Fresk z cudem laktacyjnym św. Bernarda — święty ssie pierś Madonny

No i wszystko jasne. Ja to nazywam „teologiką". Lepszy jest Gabriel od Matki Bożej Bolesnej — patron 27 II — urodzony „optymista":

"Nie jest to dobry znak, kiedy wszystko układa się zbyt pomyślnie.

Pociechą może będzie Ojcu myśl, że Bóg zsyła cierpienia na tych, których kocha. Nie jest to dobry znak, kiedy wszystko układa się zbyt pomyślnie. Nie czas obecnie na wytchnienie, ale czas na cierpienia. Czas na odpoczynek przyjdzie później, kiedy Panu spodoba się w Jego miłosierdziu powołać nas do siebie".

Inna pesymistka Św. Gemma Galgani — patronka 11 IV: "W dniu 8 czerwca 1899 roku Gemma miała przeczucie, że dostąpi jakiejś niezwykłej łaski. Powiedziała o tym swojemu spowiednikowi i uzyskała rozgrzeszenie. Później tak zrelacjonowała to swemu przewodnikowi duchowemu: „To był czwartkowy wieczór, nagle poczuła głęboki, wewnętrzny żal za swe grzechy; tak intensywny, jakiego nigdy przedtem nie odczuwałam — poczułam, że powinnam natychmiast umrzeć. Wydawało mi się, że nie dociera do mnie nic poza moimi grzechami i tym, na ile obrażają one Boga....Potem ciasno skłębiły się we mnie myśli, myśli o smutku, o miłości, o lęku, nadziei i pocieszeniu".

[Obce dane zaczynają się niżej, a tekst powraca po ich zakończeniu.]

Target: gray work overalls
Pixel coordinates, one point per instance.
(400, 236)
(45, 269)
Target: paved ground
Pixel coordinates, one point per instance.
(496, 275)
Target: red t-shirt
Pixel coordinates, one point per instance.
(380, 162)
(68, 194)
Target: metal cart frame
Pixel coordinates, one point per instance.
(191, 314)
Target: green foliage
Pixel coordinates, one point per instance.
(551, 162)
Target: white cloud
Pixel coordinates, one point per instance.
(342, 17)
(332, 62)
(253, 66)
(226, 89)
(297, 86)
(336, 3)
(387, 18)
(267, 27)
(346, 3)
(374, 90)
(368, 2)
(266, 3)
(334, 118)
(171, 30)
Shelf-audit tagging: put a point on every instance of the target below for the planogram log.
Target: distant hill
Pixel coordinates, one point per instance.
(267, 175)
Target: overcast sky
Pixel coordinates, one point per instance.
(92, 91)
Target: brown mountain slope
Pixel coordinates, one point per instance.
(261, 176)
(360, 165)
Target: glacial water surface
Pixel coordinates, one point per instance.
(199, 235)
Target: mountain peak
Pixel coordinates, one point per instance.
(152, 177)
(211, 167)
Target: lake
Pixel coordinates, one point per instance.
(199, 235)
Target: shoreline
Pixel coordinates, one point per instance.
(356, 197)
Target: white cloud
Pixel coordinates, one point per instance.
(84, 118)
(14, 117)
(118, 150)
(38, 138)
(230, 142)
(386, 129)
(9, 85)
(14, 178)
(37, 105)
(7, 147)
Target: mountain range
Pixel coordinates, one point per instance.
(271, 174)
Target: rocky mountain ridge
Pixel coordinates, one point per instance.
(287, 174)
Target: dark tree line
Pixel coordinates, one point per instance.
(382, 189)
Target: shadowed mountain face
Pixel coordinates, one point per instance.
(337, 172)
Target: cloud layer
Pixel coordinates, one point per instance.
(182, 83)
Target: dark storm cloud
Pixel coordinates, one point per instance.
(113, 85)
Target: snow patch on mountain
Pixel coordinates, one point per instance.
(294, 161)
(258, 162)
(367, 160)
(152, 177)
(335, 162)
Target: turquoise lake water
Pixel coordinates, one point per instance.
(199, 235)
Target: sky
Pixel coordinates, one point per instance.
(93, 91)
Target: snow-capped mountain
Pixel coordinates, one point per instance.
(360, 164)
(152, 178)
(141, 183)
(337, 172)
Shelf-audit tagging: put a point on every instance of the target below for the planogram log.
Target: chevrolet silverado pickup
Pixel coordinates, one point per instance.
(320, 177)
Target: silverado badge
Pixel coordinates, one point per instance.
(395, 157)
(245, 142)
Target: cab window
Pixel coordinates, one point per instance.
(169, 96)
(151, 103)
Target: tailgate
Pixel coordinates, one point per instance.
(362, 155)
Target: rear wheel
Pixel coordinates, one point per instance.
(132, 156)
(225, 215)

W tym uniesieniu ujrzała swoja Matkę Niebieską, owijająca ja swym płaszczem. W tym samym momencie, jak twierdziła: „Pojawił się Jezus; rany miał otwarte. Nie było w nich jednak krwi, ale płomienie, które w pewnej chwili dotknęły mych rąk, stóp i serca. Czułam że umieram, i upadłabym, gdyby nie Matka, która wspierała mnie, podtrzymując pod płaszczem. To trwało przez kilka godzin. Potem Matka pocałowała mnie w czoło, wizja zniknęła i odkryłam, że klęczę, ale ból nadal przeszywał moje dłonie, stopy i serce. Wstałam, by wejść na łóżko, i zobaczyłam, że z tych bolesnych miejsc płynie krew. Zabandażowałam je, jak potrafiłam, i dzięki mojego Anioła Stróża, znalazłam się w łóżku".

Św. Gemma Galgani umierając miała dopiero 25 lat i już wspięła się na szczyty katolickiej mistyki. Bywa nazywana Oblubienicą Króla Ukrzyżowanego, bo właśnie umiłowanie Męki Pańskiej stało się zasadniczym rysem jej duchowości.

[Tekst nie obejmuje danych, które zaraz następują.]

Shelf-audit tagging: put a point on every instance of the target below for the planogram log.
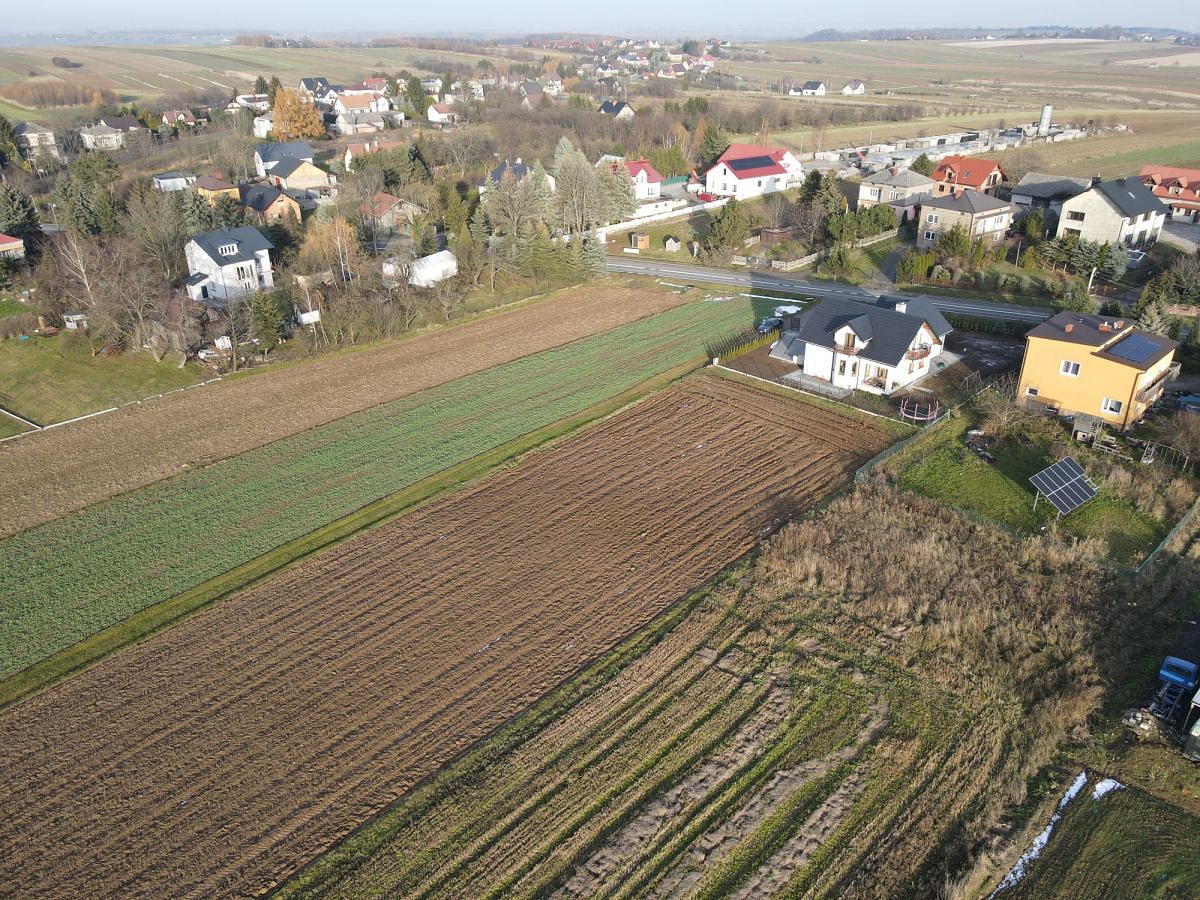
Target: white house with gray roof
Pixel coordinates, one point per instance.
(856, 346)
(227, 264)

Św. Gemma w zadziwiający sposób potrafiła swoje cierpienia połączyć z cierpieniami Chrystusa Ukrzyżowanego. Kilkakrotnie poważnie chorowała, była operowana, swoje cierpienia przeżywała ściskając w ramionach krzyż, nigdy nikt nie słyszał od niej słowa skargi. Jej życie świeckie zmierzało ku życiu zakonnemu. Zapragnęła wstąpić do Zgromadzenia Sióstr Pasjonistek, bo tam w sposób szczególny obecne było nabożeństwo do Męki Pańskiej.

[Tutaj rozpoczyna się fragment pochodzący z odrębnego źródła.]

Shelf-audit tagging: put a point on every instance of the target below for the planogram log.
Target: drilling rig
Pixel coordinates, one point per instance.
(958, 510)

Ciekawe są rady, jakich udziela święta Aniela Merici mistrzyniom zakonu urszulanek — patronka 27 I (wybiórczo):

"Rada pierwsza

Przede wszystkim, najdroższe we Krwi Jezusa Chrystusa, córki moje i siostry, przypominam wam...

Rada piąta

Przypominajcie im, aby w domach zachowywały się dobrze, rozsądnie, roztropnie i skromnie. Niech będą wstrzemięźliwe i umiarkowane we wszystkim. Niech jedzą i piją nie dla przyjemności i dla zaspokojenia apetytu, lecz tylko z konieczności podtrzymania naturalnych sił dla lepszej służby Bogu. Niech będą też umiarkowane co do snu, śpiąc tylko tyle co konieczne. Również w śmiechu niech będą opanowane i umiarkowane. Słuchając rozmów niech mają upodobanie tylko w rzeczach uczciwych, przyzwoitych i potrzebnych. Gdy mówią, niech wszystkie ich słowa będą rozsądne i uprzejme, nie zaś ostre i surowe, ale zawsze ludzkie, wiodące do zgody i miłości.

Niech przynoszą chlubę Jezusowi Chrystusowi, któremu przyrzekły swoje dziewictwo i siebie. Niech złożą swą nadzieję i miłość jedynie w Bogu, a nie w człowieku.

Rada siódma

Wiedzcie, że będziecie musiały bronić i strzec waszych owieczek przed wilkami i złodziejami, to jest przed dwoma rodzajami ludzi niosących zarazę: przed oszustami świeckimi lub fałszywymi zakonnikami oraz heretykami.

Najpierw co do obcowania ze światem, strzeżcie swe córki zwłaszcza przed zbytnią poufałością z ludźmi młodymi i innymi mężczyznami, nawet gdyby byli pobożni, gdyż nadmierne spoufalenie się duchowe z mężczyznami niemal zawsze przechodzi w zażyłość zmysłową. O ile możecie, nie pozwalajcie im także przestawać z kobietami próżnującymi i takimi, którym nie podoba się życie czyste, i które lubią słuchać o rzeczach próżnych i mają upodobanie w rozrywkach światowych.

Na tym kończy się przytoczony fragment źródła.